La Convergencia, originalmente una alianza electoral, se convirtió en esos días en un proyecto de más largo plazo sobre la base de que en cualquier elección futura los candidatos surgirían de la misma Convergencia, no sólo del FSLN, para impulsar un proyecto de nación que nos una más como pueblo y nos permita desarrollar el país.
A lo largo de estos dos años nos pusimos de acuerdo en los mecanismos para escoger los candidatos para las elecciones municipales y en algunos elementos de ese proyecto de nación. Además, en todo este tiempo se apoyó la gobernabilidad democrática al respaldar la lucha contra la corrupción y las reformas económicas.
Sin embargo, a partir de noviembre todo se vino al suelo. Primero se ventiló la idea de posponer las elecciones municipales, algo que los aliados en la Convergencia dijimos no respaldar. Luego vimos a Daniel Ortega romper abruptamente con el presidente Bolaños y creer por unos días en la viabilidad de un nuevo pacto con Alemán. Completó el cuadro el mismo Daniel confirmando a Esta Semana, que será candidato por cuarta vez, lo que cierra el paso a otros y vuelve a reabrir el pasado.
En lo personal considero que estos tres elementos fueron un golpe para el país y la Convergencia, lo que obliga a esta alianza a replantearse estrategias y renovar compromisos para que salga fortalecida como alternativa política.
Considero que el centro-izquierda de este país solamente volverá a ganar una elección nacional si el Frente abre el partido a una amplia alianza de cara al futuro, donde ninguna candidatura esté asignada de previo. Es más, sólo así vale la pena que gane. Si no se abre en la oposición tampoco lo hará en el gobierno. Y sólo abierto a todos se puede gobernar para todos.
El primer paso son las elecciones este año. Muy difícil sería en el 2006 que los dirigentes sandinistas acepten candidatos de otras corrientes políticas para diputados, y menos para presidente, si antes no se ha permitido en las municipales que las candidaturas de aliados sumen votos a la base tradicional del Frente y dan el triunfo donde nunca el Frente ha ganado. Por eso celebro que el FSLN se haya decidido a ir adelante con las elecciones municipales.

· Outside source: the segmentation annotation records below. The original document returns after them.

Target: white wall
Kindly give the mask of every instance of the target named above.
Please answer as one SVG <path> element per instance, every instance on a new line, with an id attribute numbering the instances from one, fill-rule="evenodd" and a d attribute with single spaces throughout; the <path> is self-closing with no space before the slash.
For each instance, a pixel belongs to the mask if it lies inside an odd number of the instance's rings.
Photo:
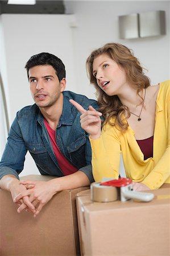
<path id="1" fill-rule="evenodd" d="M 10 102 L 10 122 L 18 110 L 33 102 L 24 66 L 31 56 L 42 51 L 56 55 L 65 64 L 67 89 L 93 98 L 94 89 L 87 79 L 85 61 L 92 50 L 109 42 L 119 42 L 132 48 L 148 69 L 147 75 L 153 84 L 170 78 L 169 1 L 67 1 L 65 4 L 67 14 L 73 15 L 0 16 L 3 32 L 0 35 L 3 37 L 0 52 L 3 52 L 5 56 L 0 56 L 0 67 L 1 70 L 3 66 L 3 80 L 9 88 L 6 94 Z M 119 39 L 119 15 L 159 10 L 166 11 L 166 35 Z M 27 155 L 22 175 L 31 173 L 38 171 Z"/>
<path id="2" fill-rule="evenodd" d="M 93 94 L 85 68 L 91 51 L 109 42 L 119 42 L 134 50 L 135 55 L 148 69 L 152 84 L 170 78 L 169 1 L 65 1 L 67 13 L 74 13 L 74 56 L 78 92 Z M 119 38 L 118 16 L 154 10 L 166 12 L 167 35 L 132 40 Z"/>

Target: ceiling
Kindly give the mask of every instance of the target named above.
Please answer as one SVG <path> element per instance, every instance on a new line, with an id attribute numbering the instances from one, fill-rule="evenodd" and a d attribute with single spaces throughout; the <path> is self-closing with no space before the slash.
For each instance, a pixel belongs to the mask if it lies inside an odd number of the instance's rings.
<path id="1" fill-rule="evenodd" d="M 8 5 L 7 1 L 0 1 L 0 14 L 2 14 L 65 13 L 63 1 L 36 1 L 34 5 Z"/>

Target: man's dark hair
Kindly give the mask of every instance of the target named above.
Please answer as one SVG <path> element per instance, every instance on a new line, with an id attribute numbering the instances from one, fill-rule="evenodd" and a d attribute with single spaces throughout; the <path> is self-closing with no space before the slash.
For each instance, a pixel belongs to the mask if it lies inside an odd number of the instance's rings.
<path id="1" fill-rule="evenodd" d="M 65 77 L 65 66 L 60 59 L 53 54 L 42 52 L 32 56 L 27 62 L 25 68 L 27 69 L 28 79 L 30 69 L 40 65 L 51 65 L 55 70 L 60 82 Z"/>

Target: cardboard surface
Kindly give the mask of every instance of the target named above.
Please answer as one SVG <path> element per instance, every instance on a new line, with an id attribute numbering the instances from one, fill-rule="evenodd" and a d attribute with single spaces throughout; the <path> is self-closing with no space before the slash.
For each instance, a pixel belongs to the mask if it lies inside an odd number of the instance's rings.
<path id="1" fill-rule="evenodd" d="M 81 255 L 170 255 L 170 188 L 146 191 L 148 203 L 95 203 L 90 189 L 77 195 Z"/>
<path id="2" fill-rule="evenodd" d="M 28 175 L 21 179 L 48 180 L 52 177 Z M 18 213 L 10 193 L 0 189 L 0 255 L 80 255 L 76 195 L 88 188 L 58 193 L 35 218 L 30 213 Z"/>

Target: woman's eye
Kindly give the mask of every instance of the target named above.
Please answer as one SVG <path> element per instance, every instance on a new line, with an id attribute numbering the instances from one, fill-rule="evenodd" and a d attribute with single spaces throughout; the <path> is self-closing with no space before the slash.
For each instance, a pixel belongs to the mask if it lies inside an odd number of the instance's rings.
<path id="1" fill-rule="evenodd" d="M 103 68 L 106 68 L 107 67 L 108 67 L 108 64 L 104 64 L 104 65 L 103 65 Z"/>
<path id="2" fill-rule="evenodd" d="M 36 79 L 31 79 L 30 80 L 30 82 L 36 82 Z"/>

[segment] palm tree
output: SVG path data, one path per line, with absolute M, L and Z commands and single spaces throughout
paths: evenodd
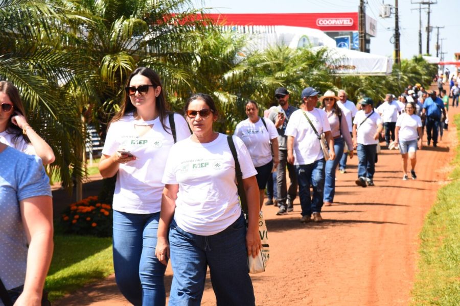
M 86 18 L 69 10 L 70 2 L 0 2 L 0 78 L 19 90 L 31 125 L 54 151 L 50 172 L 60 169 L 67 187 L 72 176 L 85 173 L 77 154 L 84 147 L 84 134 L 76 101 L 92 94 L 85 67 L 76 61 L 75 53 L 62 47 L 68 25 Z

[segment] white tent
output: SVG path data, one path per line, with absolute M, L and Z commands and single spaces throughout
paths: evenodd
M 321 47 L 314 47 L 318 51 Z M 338 74 L 383 75 L 392 73 L 392 59 L 382 55 L 371 54 L 343 48 L 329 48 L 329 63 Z
M 319 30 L 309 28 L 273 26 L 230 27 L 240 33 L 249 34 L 250 41 L 248 50 L 263 50 L 270 46 L 284 45 L 295 48 L 299 47 L 335 47 L 335 40 Z

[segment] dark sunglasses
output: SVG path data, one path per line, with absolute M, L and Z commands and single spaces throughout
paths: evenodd
M 126 91 L 126 93 L 128 95 L 132 95 L 136 93 L 136 91 L 138 91 L 139 93 L 142 95 L 144 95 L 148 92 L 149 87 L 155 87 L 155 85 L 141 85 L 137 88 L 134 87 L 134 86 L 130 86 L 129 87 L 125 87 L 125 90 Z
M 9 112 L 13 109 L 13 106 L 7 103 L 2 104 L 2 109 L 4 112 Z
M 186 113 L 187 114 L 187 117 L 189 118 L 195 118 L 198 114 L 200 114 L 200 117 L 201 118 L 206 118 L 211 115 L 211 113 L 214 112 L 214 111 L 213 110 L 210 109 L 203 109 L 199 111 L 192 111 L 191 110 L 189 110 L 187 111 Z

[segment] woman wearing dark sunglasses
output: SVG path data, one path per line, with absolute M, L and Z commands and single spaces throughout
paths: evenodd
M 174 144 L 159 77 L 148 68 L 130 75 L 123 104 L 110 121 L 99 162 L 104 177 L 117 174 L 113 195 L 115 279 L 134 305 L 164 305 L 166 267 L 155 257 L 161 182 Z M 190 135 L 183 118 L 174 114 L 178 140 Z
M 27 123 L 19 91 L 11 83 L 0 82 L 0 142 L 26 154 L 36 155 L 44 165 L 54 161 L 53 149 Z
M 254 305 L 247 261 L 262 246 L 257 172 L 244 143 L 233 136 L 248 202 L 246 232 L 227 136 L 213 129 L 214 100 L 196 94 L 185 111 L 193 134 L 170 151 L 156 251 L 165 265 L 171 256 L 169 304 L 199 305 L 209 266 L 217 305 Z
M 49 305 L 42 292 L 53 255 L 53 202 L 38 157 L 0 143 L 0 282 L 9 298 L 0 305 L 4 299 Z
M 346 114 L 348 110 L 342 110 L 337 101 L 340 99 L 336 96 L 335 93 L 328 90 L 320 98 L 321 108 L 328 115 L 328 120 L 331 125 L 331 133 L 334 137 L 334 150 L 335 158 L 332 161 L 326 161 L 325 167 L 324 195 L 323 201 L 325 206 L 330 206 L 334 202 L 335 194 L 335 172 L 337 165 L 343 154 L 344 141 L 347 146 L 352 148 L 349 150 L 350 158 L 353 157 L 353 142 L 350 135 Z
M 259 116 L 259 107 L 255 101 L 249 100 L 245 107 L 247 119 L 237 124 L 234 135 L 239 137 L 246 145 L 256 167 L 262 209 L 268 176 L 280 162 L 278 132 L 271 120 L 264 120 Z

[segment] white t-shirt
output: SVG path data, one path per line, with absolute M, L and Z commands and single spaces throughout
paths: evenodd
M 278 137 L 278 131 L 271 120 L 265 119 L 266 129 L 262 120 L 264 119 L 259 118 L 259 121 L 253 123 L 249 118 L 246 119 L 237 125 L 234 133 L 246 145 L 254 167 L 266 165 L 271 161 L 270 140 Z
M 356 106 L 350 100 L 347 100 L 345 103 L 342 103 L 342 101 L 339 100 L 337 101 L 337 105 L 343 111 L 345 118 L 347 118 L 347 123 L 348 123 L 348 130 L 351 132 L 353 128 L 353 118 L 356 115 L 356 112 L 358 112 Z M 348 113 L 347 111 L 348 111 Z
M 19 137 L 15 139 L 15 136 L 16 134 L 10 134 L 6 131 L 4 131 L 0 133 L 0 142 L 29 155 L 37 155 L 34 146 L 30 143 L 27 143 L 22 135 L 19 135 Z
M 398 134 L 400 140 L 416 140 L 419 137 L 417 128 L 422 127 L 422 120 L 415 114 L 409 116 L 404 113 L 398 117 L 396 126 L 400 126 Z
M 169 127 L 167 116 L 166 125 Z M 152 130 L 139 136 L 134 123 L 153 124 Z M 174 114 L 177 141 L 190 136 L 185 119 Z M 162 177 L 174 139 L 169 129 L 165 131 L 159 118 L 144 122 L 135 120 L 132 114 L 112 123 L 109 128 L 102 154 L 111 156 L 117 150 L 130 151 L 137 159 L 120 164 L 113 195 L 113 209 L 131 214 L 151 214 L 160 211 L 165 185 Z
M 318 134 L 331 131 L 326 112 L 316 108 L 305 112 Z M 292 113 L 285 135 L 294 137 L 294 164 L 309 165 L 324 158 L 319 140 L 304 115 L 298 110 Z
M 238 137 L 233 137 L 243 178 L 255 175 L 257 171 L 246 146 Z M 179 184 L 174 212 L 179 227 L 210 236 L 228 227 L 241 214 L 236 180 L 227 136 L 220 134 L 208 143 L 189 137 L 173 146 L 162 181 Z
M 377 108 L 377 111 L 382 115 L 382 119 L 384 122 L 396 122 L 398 119 L 399 106 L 394 101 L 391 103 L 385 101 Z
M 371 111 L 372 112 L 372 111 Z M 371 113 L 366 114 L 364 111 L 359 111 L 356 113 L 353 124 L 356 124 L 356 140 L 358 143 L 367 145 L 368 144 L 377 144 L 378 140 L 374 139 L 374 135 L 377 133 L 377 127 L 382 124 L 382 119 L 378 113 L 374 111 L 361 124 L 361 122 L 366 117 L 371 115 Z M 360 126 L 360 124 L 361 125 Z

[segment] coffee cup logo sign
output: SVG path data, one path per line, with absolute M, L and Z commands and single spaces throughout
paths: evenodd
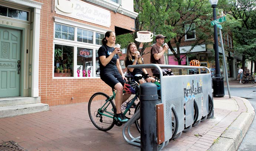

En este terreno el gran desafío será ahora llevar al triunfo a los líderes que harán prosperar sus comunidades. La Convergencia debe ser el vehículo idóneo para los mejores candidatos y candidatas en cada lugar, gente comprometida a fondo con un proyecto para todos.

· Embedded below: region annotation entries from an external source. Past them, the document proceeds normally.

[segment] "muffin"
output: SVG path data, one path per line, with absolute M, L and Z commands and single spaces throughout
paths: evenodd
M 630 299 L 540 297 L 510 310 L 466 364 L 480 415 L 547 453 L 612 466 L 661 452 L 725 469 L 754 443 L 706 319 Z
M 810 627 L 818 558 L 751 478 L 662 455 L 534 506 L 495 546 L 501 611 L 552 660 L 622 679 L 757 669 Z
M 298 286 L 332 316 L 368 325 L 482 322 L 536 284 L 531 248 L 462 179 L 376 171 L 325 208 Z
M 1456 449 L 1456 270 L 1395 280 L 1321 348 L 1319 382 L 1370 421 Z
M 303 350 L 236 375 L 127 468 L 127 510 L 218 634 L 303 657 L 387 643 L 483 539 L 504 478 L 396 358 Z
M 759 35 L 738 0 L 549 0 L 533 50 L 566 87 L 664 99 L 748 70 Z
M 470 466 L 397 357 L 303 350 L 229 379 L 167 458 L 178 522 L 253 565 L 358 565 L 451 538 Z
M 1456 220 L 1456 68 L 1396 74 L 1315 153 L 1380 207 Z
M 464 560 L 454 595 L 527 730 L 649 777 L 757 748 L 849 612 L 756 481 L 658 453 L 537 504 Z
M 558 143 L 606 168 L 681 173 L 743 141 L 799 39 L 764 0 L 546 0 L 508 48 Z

El segundo paso es la reapertura de la candidatura a Presidente a todos los sandinistas e incluso más allá, lo que sólo tendrá credibilidad si el propio Daniel anuncia que subordinará su cuarta candidatura a este estratégico proyecto de apertura y modernidad.

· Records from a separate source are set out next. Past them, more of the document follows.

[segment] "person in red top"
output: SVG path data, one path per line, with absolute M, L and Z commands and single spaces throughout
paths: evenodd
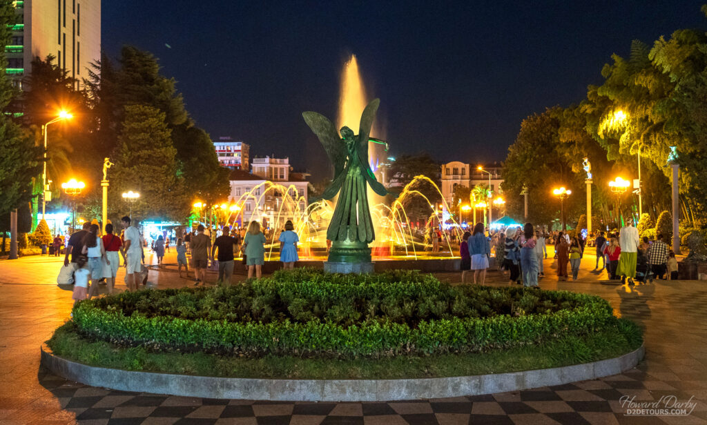
M 615 237 L 612 237 L 609 241 L 609 246 L 604 249 L 604 253 L 609 256 L 609 267 L 611 272 L 611 280 L 616 280 L 617 268 L 619 267 L 619 256 L 621 254 L 621 247 L 619 246 L 619 241 Z
M 113 293 L 113 287 L 115 286 L 115 276 L 118 274 L 118 268 L 120 267 L 120 256 L 118 252 L 123 245 L 123 241 L 120 237 L 113 234 L 113 225 L 108 223 L 105 225 L 105 234 L 103 235 L 103 246 L 105 247 L 105 256 L 110 264 L 103 264 L 103 277 L 105 277 L 105 282 L 108 286 L 108 294 Z

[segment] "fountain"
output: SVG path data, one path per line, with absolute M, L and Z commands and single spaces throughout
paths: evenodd
M 351 128 L 357 128 L 361 126 L 361 116 L 359 114 L 366 106 L 367 95 L 364 85 L 358 72 L 358 64 L 355 56 L 352 56 L 344 68 L 341 74 L 341 87 L 339 113 L 337 119 L 337 128 L 346 124 Z M 327 120 L 328 121 L 328 120 Z M 333 126 L 333 124 L 332 124 Z M 370 136 L 379 136 L 378 128 L 375 125 L 370 129 Z M 360 133 L 360 131 L 359 131 Z M 338 136 L 337 138 L 341 140 Z M 370 137 L 369 138 L 373 138 Z M 340 141 L 339 143 L 341 143 Z M 372 145 L 373 142 L 370 142 Z M 373 149 L 368 149 L 368 164 L 371 169 L 375 167 L 378 158 L 375 157 Z M 458 262 L 458 245 L 455 241 L 461 239 L 462 230 L 453 220 L 451 233 L 453 238 L 450 237 L 447 232 L 443 234 L 443 241 L 440 244 L 441 251 L 430 252 L 431 244 L 428 239 L 428 232 L 425 230 L 431 227 L 443 227 L 445 223 L 440 222 L 438 215 L 437 205 L 427 199 L 421 189 L 426 185 L 433 188 L 439 197 L 443 198 L 440 188 L 430 179 L 425 176 L 418 176 L 409 184 L 402 188 L 400 194 L 392 203 L 385 202 L 384 196 L 376 194 L 368 187 L 367 198 L 369 203 L 369 211 L 373 225 L 375 238 L 368 245 L 370 246 L 370 253 L 365 256 L 365 262 L 371 260 L 377 262 L 376 268 L 418 268 L 432 271 L 443 268 L 455 270 Z M 242 210 L 246 200 L 255 201 L 255 205 L 261 205 L 261 200 L 272 202 L 267 203 L 274 205 L 272 210 L 256 210 L 253 220 L 265 221 L 266 217 L 269 217 L 269 226 L 274 230 L 271 240 L 267 246 L 266 260 L 274 263 L 279 256 L 279 243 L 277 241 L 278 230 L 281 229 L 286 220 L 291 220 L 295 226 L 295 231 L 300 237 L 299 246 L 300 259 L 303 265 L 321 267 L 322 262 L 327 258 L 327 229 L 334 215 L 337 198 L 320 200 L 309 205 L 305 202 L 303 197 L 298 196 L 294 186 L 287 187 L 282 184 L 271 181 L 265 181 L 251 188 L 239 198 L 234 199 L 235 203 L 240 208 L 235 208 L 230 214 L 224 217 L 226 223 L 233 223 L 238 220 L 242 214 Z M 421 198 L 430 207 L 430 215 L 425 221 L 424 225 L 416 229 L 407 216 L 405 210 L 409 203 L 415 198 Z M 443 200 L 445 209 L 449 210 L 449 205 Z M 421 230 L 421 227 L 425 230 Z M 335 248 L 332 243 L 332 248 Z M 359 247 L 360 248 L 360 247 Z M 368 247 L 366 247 L 368 249 Z M 339 259 L 341 257 L 339 257 Z M 426 266 L 426 261 L 445 263 L 444 265 Z M 370 268 L 368 269 L 370 270 Z

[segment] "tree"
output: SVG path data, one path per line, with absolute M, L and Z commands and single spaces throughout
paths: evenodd
M 503 193 L 508 215 L 520 219 L 524 214 L 523 187 L 528 191 L 528 220 L 549 225 L 560 217 L 560 202 L 552 195 L 561 186 L 572 190 L 564 200 L 568 217 L 578 217 L 584 204 L 583 178 L 573 172 L 563 156 L 559 137 L 561 108 L 529 116 L 520 124 L 515 142 L 508 148 L 503 164 Z
M 173 132 L 177 149 L 177 175 L 185 190 L 210 205 L 226 200 L 230 193 L 230 171 L 218 163 L 214 143 L 206 131 L 182 124 Z
M 125 107 L 124 115 L 118 138 L 120 148 L 111 205 L 127 210 L 127 205 L 119 193 L 136 190 L 140 198 L 133 205 L 134 215 L 183 220 L 189 213 L 189 203 L 183 185 L 177 179 L 177 150 L 165 122 L 165 113 L 153 107 L 134 104 Z
M 30 240 L 33 244 L 37 246 L 42 245 L 49 245 L 54 240 L 52 237 L 52 232 L 49 229 L 49 225 L 47 224 L 47 220 L 42 219 L 39 224 L 37 225 L 37 227 L 35 228 L 35 231 L 32 233 L 30 237 Z
M 663 235 L 663 241 L 670 244 L 672 241 L 672 215 L 670 211 L 663 211 L 655 222 L 655 236 Z
M 645 234 L 650 229 L 655 228 L 655 223 L 653 222 L 653 219 L 650 217 L 650 215 L 648 212 L 643 212 L 641 216 L 641 219 L 638 220 L 638 224 L 636 226 L 636 229 L 638 231 L 638 236 L 643 237 L 647 236 Z

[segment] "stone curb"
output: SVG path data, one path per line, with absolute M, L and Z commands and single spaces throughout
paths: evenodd
M 548 369 L 422 379 L 249 379 L 136 372 L 86 366 L 54 355 L 42 345 L 41 364 L 71 381 L 123 391 L 204 398 L 278 401 L 390 401 L 447 398 L 559 385 L 617 375 L 643 359 L 636 350 L 592 363 Z

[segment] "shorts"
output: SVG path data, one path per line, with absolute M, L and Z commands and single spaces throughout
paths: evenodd
M 90 270 L 92 280 L 95 280 L 103 277 L 103 259 L 100 257 L 88 257 L 86 267 Z
M 474 254 L 472 256 L 472 270 L 486 270 L 489 268 L 489 257 L 486 254 Z
M 117 251 L 105 251 L 105 256 L 110 261 L 110 264 L 103 264 L 103 277 L 115 277 L 118 274 L 118 268 L 120 267 L 120 257 Z
M 192 267 L 194 268 L 206 268 L 209 267 L 209 259 L 197 260 L 192 258 Z
M 139 273 L 142 270 L 142 254 L 129 251 L 125 256 L 125 264 L 127 265 L 126 267 L 127 270 L 125 270 L 127 274 Z
M 81 300 L 86 299 L 88 294 L 88 288 L 74 285 L 74 293 L 71 294 L 71 299 Z
M 245 264 L 247 265 L 262 265 L 263 264 L 265 264 L 265 257 L 253 257 L 251 256 L 246 256 Z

Y en tercer lugar, ahora que la Asamblea volvió a manos del PLC pero presidida por Carlos Noguera, que sabrá abrir oportunidades al diálogo, urge retomar el papel de apoyo a la gobernabilidad democrática y empujar con firmeza el desarrollo de la economía, defender la equidad social, propiciar la normalización de la Corte Suprema, y respaldar al presidente Bolaños si el PLC intenta anularlo de nuevo. La opción de un repacto con Alemán debe quedar enterrada junto con todo otro vestigio del pacto de 1999.
Con el Cafta y el HIPC en Nicaragua tiene ante sí una grandísima oportunidad. Pero para sacarle provecho es indispensable impulsar con seriedad un proyecto de nación y consolidar nuestra democracia con partidos abiertos, modernos y modernizantes, respetuosos de las leyes, de la justicia, de los derechos humanos, de la inversión privada, y de la administración pública responsable. Estoy convencido que si los partidos dan pasos firmes en esta dirección, el pueblo lo sabrá valorar.
El autor fue ministro de la Presidencia.